Dual Training As A Way Out Of Youth Unemployment
To train for a profession should complete the entire educational career of young people, which begins in the nurseries and kindergardens, and goes through the schools that provide all with access to high school, to college career, or even and beyond. Or leads to vocational training, which must be open to all young people, not only in theory. You must include all those that are not privileged to pursue intellectual or artistic careers, Scholz said during his first visit to Paris. With regard to the “oppressively high youth unemployment” in many countries of the European Union, and in view of the enormous shortage of skilled labor, Scholz stated: “Dual training offer good solutions.”
Germany did well with dual training, and can look back of on good experiences for a long time. Young adults are involved in training for two to three and a half years by the same company, and actively participate in business processes. Once they completed the training, they have been already qualified for the labour market. A further advantage of the German dual system consists in the strong financial and substantive involvement of enterprises.
Qualified vocational training provides the basis of innovation, competitiveness, and growth, and thus the prosperity of a country, Scholz emphasised, and added: “And of Europe, and thus for all of us.”

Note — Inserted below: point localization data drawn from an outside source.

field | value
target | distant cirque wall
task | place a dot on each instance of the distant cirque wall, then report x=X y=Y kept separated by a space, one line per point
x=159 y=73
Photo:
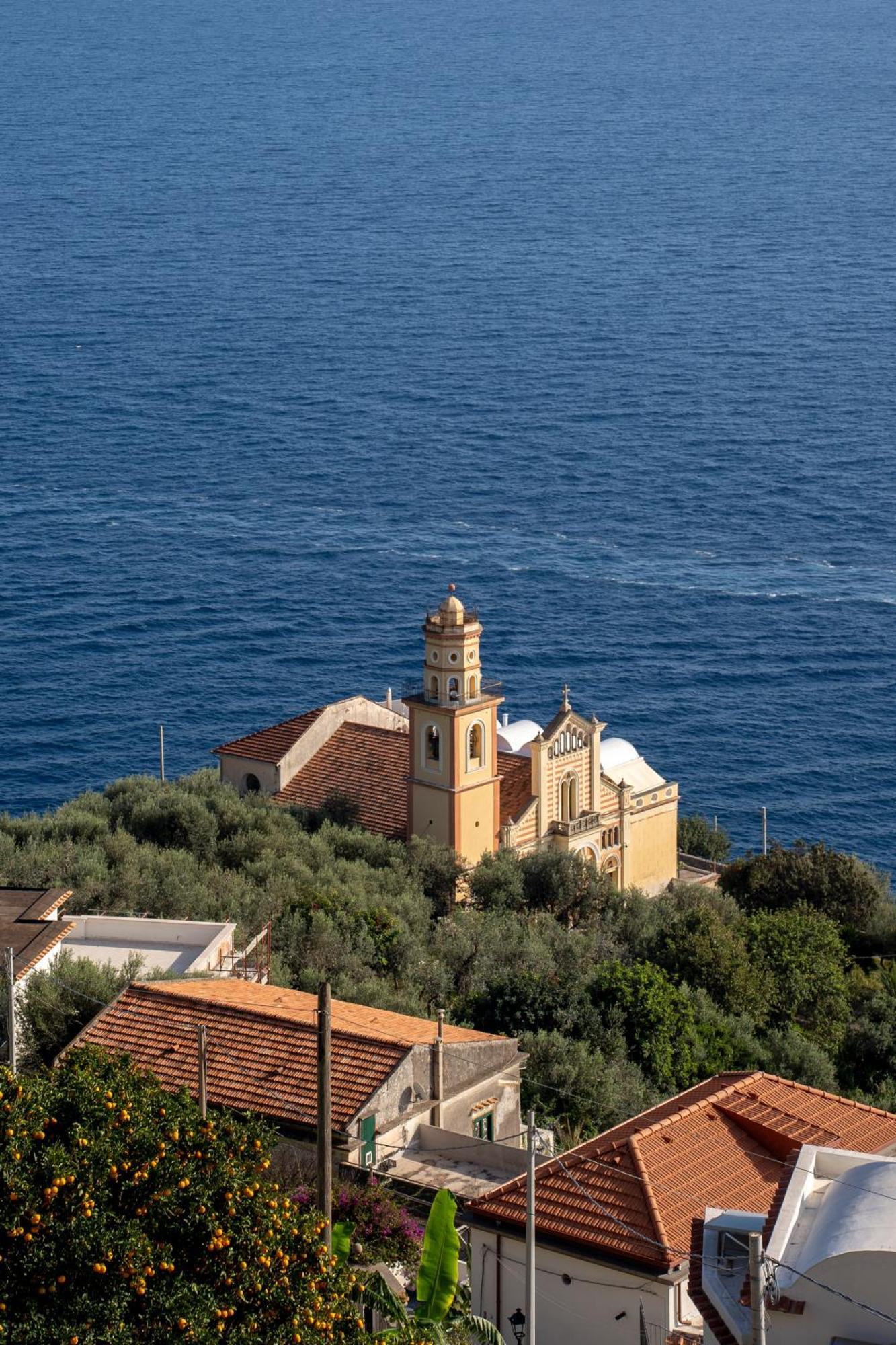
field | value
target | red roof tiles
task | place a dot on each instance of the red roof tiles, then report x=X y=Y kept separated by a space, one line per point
x=272 y=744
x=516 y=785
x=369 y=766
x=635 y=1191
x=26 y=925
x=257 y=1061
x=299 y=1007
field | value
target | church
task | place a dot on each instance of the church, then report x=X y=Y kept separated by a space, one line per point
x=442 y=763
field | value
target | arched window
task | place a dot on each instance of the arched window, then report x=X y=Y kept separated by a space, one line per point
x=569 y=798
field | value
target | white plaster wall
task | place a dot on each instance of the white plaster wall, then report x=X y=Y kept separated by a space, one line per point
x=580 y=1313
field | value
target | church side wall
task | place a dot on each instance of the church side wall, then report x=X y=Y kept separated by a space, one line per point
x=651 y=860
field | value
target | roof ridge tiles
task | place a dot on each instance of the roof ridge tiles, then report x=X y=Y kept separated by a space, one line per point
x=266 y=1015
x=649 y=1195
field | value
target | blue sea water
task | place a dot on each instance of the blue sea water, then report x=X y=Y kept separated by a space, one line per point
x=584 y=305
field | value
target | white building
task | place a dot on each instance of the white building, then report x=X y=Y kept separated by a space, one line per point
x=833 y=1223
x=616 y=1218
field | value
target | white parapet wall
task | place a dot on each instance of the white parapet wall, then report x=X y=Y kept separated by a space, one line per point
x=179 y=946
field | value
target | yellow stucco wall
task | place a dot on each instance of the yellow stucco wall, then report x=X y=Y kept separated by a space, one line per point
x=431 y=813
x=651 y=855
x=477 y=824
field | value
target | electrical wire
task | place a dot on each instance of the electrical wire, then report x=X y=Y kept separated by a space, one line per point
x=830 y=1289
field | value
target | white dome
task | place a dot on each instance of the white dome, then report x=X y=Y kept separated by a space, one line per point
x=615 y=753
x=517 y=736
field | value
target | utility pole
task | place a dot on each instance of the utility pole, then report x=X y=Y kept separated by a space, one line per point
x=202 y=1036
x=439 y=1069
x=11 y=1008
x=530 y=1230
x=756 y=1292
x=325 y=1112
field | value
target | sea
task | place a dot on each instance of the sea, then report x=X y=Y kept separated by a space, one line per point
x=587 y=307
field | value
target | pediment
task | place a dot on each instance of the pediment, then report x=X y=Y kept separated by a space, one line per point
x=567 y=720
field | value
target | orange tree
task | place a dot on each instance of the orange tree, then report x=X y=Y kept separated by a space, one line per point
x=124 y=1217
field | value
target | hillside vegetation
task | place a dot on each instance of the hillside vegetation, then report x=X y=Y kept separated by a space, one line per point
x=616 y=999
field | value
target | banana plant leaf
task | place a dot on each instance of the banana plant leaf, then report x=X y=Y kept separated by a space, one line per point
x=342 y=1241
x=439 y=1262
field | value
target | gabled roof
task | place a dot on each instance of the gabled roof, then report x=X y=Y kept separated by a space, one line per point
x=256 y=1062
x=263 y=1044
x=369 y=766
x=634 y=1192
x=28 y=925
x=271 y=744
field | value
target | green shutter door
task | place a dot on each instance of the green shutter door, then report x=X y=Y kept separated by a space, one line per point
x=368 y=1141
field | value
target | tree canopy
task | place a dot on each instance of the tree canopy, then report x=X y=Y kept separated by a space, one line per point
x=128 y=1218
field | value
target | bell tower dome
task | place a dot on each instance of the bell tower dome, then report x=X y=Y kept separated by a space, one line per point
x=454 y=790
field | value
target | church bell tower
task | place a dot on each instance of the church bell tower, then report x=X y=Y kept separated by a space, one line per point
x=454 y=790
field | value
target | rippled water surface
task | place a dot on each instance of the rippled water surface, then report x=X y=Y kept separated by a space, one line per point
x=585 y=305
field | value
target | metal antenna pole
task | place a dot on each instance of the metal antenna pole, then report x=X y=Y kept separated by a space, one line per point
x=325 y=1112
x=530 y=1230
x=11 y=1009
x=204 y=1069
x=756 y=1295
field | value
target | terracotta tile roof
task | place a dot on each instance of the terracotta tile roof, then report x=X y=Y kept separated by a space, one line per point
x=719 y=1144
x=25 y=925
x=369 y=766
x=272 y=744
x=257 y=1062
x=516 y=785
x=300 y=1007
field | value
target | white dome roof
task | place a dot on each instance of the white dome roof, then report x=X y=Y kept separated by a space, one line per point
x=615 y=753
x=517 y=736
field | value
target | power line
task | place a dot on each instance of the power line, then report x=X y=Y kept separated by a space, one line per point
x=830 y=1289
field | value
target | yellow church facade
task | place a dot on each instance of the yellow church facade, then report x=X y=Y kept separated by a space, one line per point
x=442 y=763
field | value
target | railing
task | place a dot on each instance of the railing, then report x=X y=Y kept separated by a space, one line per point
x=417 y=692
x=252 y=962
x=470 y=617
x=588 y=822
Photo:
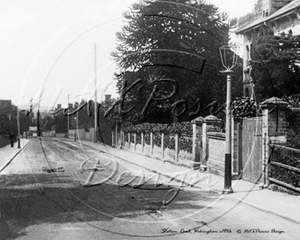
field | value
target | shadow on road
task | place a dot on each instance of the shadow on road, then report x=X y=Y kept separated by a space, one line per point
x=28 y=199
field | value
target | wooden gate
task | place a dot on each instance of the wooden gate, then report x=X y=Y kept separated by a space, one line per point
x=252 y=150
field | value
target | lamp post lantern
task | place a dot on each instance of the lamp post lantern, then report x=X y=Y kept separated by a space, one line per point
x=229 y=60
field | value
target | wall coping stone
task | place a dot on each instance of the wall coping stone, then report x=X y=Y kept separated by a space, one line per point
x=274 y=101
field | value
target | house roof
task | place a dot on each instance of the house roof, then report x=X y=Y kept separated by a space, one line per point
x=281 y=12
x=5 y=103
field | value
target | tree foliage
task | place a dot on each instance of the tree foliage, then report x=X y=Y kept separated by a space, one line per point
x=169 y=51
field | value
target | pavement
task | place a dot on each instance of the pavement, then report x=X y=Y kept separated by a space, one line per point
x=277 y=203
x=8 y=153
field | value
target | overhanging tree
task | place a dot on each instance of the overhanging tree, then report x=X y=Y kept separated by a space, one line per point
x=168 y=54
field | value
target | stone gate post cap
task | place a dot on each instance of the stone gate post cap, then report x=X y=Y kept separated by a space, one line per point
x=274 y=101
x=211 y=119
x=198 y=120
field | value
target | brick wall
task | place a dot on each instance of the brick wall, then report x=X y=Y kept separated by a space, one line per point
x=293 y=130
x=277 y=123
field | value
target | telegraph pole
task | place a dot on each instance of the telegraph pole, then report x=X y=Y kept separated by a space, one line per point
x=96 y=104
x=68 y=118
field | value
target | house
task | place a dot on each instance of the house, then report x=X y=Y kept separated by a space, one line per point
x=277 y=16
x=6 y=108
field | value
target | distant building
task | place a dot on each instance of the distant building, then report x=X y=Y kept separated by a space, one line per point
x=277 y=16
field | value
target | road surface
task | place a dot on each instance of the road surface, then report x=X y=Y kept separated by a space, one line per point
x=61 y=189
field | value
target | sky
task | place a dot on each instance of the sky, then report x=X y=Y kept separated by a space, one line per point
x=47 y=48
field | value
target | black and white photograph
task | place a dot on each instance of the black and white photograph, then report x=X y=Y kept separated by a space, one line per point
x=149 y=119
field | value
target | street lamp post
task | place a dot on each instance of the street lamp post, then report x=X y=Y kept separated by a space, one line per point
x=229 y=60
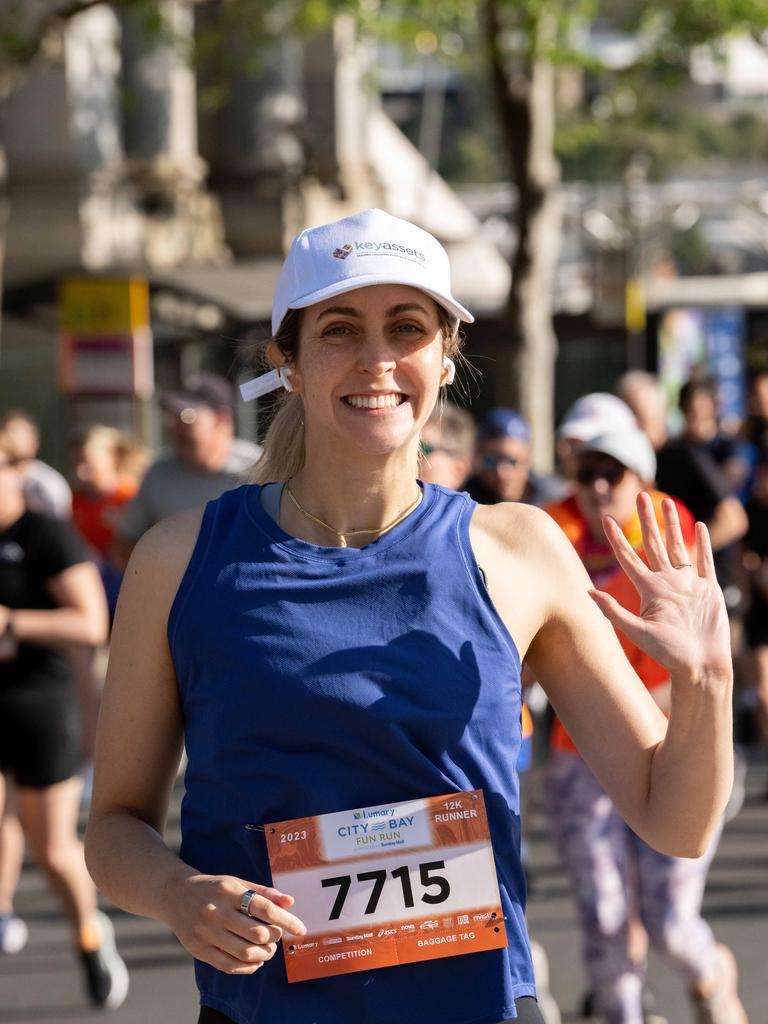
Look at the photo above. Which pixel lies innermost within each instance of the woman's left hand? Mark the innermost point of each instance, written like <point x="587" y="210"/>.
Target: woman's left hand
<point x="682" y="624"/>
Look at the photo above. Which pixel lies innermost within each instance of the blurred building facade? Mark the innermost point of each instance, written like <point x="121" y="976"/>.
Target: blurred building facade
<point x="115" y="167"/>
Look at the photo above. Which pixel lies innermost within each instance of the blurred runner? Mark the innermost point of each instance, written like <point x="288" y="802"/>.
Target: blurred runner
<point x="755" y="560"/>
<point x="614" y="872"/>
<point x="50" y="598"/>
<point x="448" y="445"/>
<point x="205" y="460"/>
<point x="44" y="487"/>
<point x="505" y="471"/>
<point x="107" y="466"/>
<point x="590" y="416"/>
<point x="448" y="450"/>
<point x="644" y="395"/>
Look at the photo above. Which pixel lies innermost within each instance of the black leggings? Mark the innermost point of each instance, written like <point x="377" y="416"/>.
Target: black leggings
<point x="526" y="1007"/>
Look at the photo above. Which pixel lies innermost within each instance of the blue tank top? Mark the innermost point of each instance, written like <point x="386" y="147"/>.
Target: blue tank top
<point x="320" y="679"/>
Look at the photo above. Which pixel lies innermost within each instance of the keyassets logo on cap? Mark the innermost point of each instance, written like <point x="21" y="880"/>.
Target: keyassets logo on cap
<point x="377" y="247"/>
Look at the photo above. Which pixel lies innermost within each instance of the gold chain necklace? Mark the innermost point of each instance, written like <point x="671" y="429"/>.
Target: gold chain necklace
<point x="350" y="532"/>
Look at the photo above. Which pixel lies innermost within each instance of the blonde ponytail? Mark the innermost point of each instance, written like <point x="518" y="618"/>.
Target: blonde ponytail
<point x="283" y="455"/>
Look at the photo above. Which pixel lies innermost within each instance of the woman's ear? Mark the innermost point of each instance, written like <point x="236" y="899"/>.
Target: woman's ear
<point x="274" y="354"/>
<point x="449" y="371"/>
<point x="278" y="359"/>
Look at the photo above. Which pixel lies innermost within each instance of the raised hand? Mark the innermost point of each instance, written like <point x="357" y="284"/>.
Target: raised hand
<point x="682" y="624"/>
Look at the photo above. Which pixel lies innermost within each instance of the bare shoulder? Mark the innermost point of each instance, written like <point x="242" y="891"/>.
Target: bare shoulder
<point x="160" y="559"/>
<point x="529" y="565"/>
<point x="520" y="530"/>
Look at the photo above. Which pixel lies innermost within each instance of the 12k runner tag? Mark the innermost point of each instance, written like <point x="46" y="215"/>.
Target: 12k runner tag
<point x="386" y="885"/>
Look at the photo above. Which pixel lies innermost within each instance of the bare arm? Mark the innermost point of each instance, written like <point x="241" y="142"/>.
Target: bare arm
<point x="138" y="745"/>
<point x="669" y="780"/>
<point x="81" y="616"/>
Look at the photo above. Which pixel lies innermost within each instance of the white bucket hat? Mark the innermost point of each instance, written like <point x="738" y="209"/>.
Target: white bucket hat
<point x="631" y="448"/>
<point x="595" y="414"/>
<point x="369" y="248"/>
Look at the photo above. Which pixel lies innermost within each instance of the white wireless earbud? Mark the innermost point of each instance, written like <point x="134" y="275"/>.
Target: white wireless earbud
<point x="448" y="364"/>
<point x="266" y="383"/>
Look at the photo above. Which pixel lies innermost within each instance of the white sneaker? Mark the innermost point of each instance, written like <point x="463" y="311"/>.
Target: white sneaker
<point x="105" y="973"/>
<point x="13" y="934"/>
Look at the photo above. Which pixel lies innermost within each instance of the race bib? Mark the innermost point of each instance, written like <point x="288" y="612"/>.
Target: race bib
<point x="386" y="885"/>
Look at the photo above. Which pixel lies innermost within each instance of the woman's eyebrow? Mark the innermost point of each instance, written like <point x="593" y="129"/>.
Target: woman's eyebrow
<point x="340" y="311"/>
<point x="404" y="307"/>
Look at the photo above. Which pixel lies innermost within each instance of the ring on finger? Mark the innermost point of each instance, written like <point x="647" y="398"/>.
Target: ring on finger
<point x="245" y="902"/>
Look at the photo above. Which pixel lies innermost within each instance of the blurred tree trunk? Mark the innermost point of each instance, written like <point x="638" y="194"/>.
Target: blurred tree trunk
<point x="524" y="92"/>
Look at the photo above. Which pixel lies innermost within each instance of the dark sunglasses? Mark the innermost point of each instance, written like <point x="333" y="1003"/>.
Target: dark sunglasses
<point x="492" y="462"/>
<point x="611" y="474"/>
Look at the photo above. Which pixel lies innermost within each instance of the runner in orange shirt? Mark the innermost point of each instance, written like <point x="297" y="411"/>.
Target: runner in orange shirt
<point x="615" y="875"/>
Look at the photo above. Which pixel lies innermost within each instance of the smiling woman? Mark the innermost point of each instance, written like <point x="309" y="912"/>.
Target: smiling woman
<point x="324" y="639"/>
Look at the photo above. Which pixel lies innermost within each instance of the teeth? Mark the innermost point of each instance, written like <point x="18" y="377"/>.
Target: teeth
<point x="373" y="400"/>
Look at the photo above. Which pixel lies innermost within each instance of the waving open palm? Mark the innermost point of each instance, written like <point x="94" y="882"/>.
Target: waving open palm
<point x="682" y="623"/>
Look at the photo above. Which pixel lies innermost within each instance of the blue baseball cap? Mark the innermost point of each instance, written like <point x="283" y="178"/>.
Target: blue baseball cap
<point x="501" y="422"/>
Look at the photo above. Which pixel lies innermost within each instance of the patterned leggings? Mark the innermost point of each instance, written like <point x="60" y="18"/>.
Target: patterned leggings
<point x="616" y="876"/>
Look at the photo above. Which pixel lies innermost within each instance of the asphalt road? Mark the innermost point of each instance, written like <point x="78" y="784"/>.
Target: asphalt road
<point x="42" y="983"/>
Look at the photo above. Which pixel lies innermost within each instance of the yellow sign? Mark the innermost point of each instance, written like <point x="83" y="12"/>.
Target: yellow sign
<point x="635" y="305"/>
<point x="98" y="306"/>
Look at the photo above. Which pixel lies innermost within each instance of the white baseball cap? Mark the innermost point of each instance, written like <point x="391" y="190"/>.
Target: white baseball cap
<point x="369" y="248"/>
<point x="596" y="414"/>
<point x="631" y="448"/>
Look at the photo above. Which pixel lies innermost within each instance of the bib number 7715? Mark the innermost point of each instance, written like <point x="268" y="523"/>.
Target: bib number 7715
<point x="379" y="879"/>
<point x="388" y="884"/>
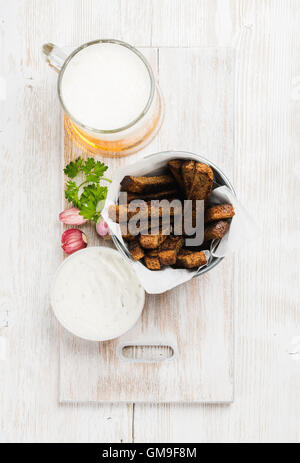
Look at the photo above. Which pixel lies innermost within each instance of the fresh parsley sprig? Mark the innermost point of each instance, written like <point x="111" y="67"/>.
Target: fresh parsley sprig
<point x="88" y="196"/>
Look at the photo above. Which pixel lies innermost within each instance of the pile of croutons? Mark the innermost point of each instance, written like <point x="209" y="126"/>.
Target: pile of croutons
<point x="157" y="245"/>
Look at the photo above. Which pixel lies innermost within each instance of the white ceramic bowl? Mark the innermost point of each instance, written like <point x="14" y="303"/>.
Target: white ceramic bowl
<point x="70" y="323"/>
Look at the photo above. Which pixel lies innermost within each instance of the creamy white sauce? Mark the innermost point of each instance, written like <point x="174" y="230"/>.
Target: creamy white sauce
<point x="96" y="294"/>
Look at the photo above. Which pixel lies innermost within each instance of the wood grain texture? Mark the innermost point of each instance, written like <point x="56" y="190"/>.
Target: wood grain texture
<point x="266" y="36"/>
<point x="195" y="318"/>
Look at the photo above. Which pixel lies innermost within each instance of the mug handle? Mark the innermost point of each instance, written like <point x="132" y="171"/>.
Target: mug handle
<point x="55" y="55"/>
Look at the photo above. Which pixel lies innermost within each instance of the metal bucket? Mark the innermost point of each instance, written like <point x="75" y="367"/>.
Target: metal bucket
<point x="220" y="179"/>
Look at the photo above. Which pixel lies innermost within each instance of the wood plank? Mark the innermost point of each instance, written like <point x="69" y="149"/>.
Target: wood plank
<point x="266" y="177"/>
<point x="30" y="143"/>
<point x="267" y="405"/>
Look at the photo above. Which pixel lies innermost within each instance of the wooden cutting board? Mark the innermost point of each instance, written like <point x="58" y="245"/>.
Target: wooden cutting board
<point x="181" y="349"/>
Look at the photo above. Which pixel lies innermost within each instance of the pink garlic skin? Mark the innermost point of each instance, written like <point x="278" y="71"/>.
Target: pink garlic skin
<point x="72" y="240"/>
<point x="102" y="228"/>
<point x="71" y="217"/>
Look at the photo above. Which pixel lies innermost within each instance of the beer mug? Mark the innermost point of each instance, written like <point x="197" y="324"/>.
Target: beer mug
<point x="110" y="98"/>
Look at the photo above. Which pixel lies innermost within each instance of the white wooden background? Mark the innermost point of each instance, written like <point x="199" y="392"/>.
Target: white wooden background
<point x="265" y="34"/>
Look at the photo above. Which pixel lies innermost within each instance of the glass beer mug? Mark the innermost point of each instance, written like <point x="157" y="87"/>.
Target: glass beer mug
<point x="111" y="101"/>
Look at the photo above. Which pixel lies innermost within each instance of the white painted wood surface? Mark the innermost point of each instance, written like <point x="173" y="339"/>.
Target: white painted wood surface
<point x="266" y="176"/>
<point x="196" y="318"/>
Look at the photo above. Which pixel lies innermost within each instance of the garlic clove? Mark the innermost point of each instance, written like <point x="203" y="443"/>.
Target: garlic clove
<point x="102" y="228"/>
<point x="73" y="240"/>
<point x="72" y="216"/>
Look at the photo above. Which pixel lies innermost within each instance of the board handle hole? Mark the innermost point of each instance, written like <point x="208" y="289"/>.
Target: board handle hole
<point x="147" y="352"/>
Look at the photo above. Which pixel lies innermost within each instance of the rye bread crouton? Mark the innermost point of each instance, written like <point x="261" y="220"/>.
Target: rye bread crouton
<point x="169" y="249"/>
<point x="187" y="171"/>
<point x="216" y="230"/>
<point x="147" y="185"/>
<point x="202" y="182"/>
<point x="135" y="250"/>
<point x="151" y="241"/>
<point x="175" y="168"/>
<point x="152" y="262"/>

Co-Operation On Many Levels
Scholz praised the recent efforts in intensify the already close cultural and political relationship between Germany and France, and particularly thanks his predecessor, the Saarland Prime Minister Annegret Kramp-Karrenbauer for her work. In addition to the German-French Cultural Council, numerous other individuals and institutions across state borders have been and are working together. “They all take care of the cohesion of our two countries at the heart of Europe – from the mediation of cultural heritage to the strengthening of regional identity, which is said to be a prerequisite of our European identity. Or by bringing together young people, which is so important to understand each other. Scholz concluded by saying: “I wish both France and Germany a bright future together. And I am pleased to be involved in it by my new role.”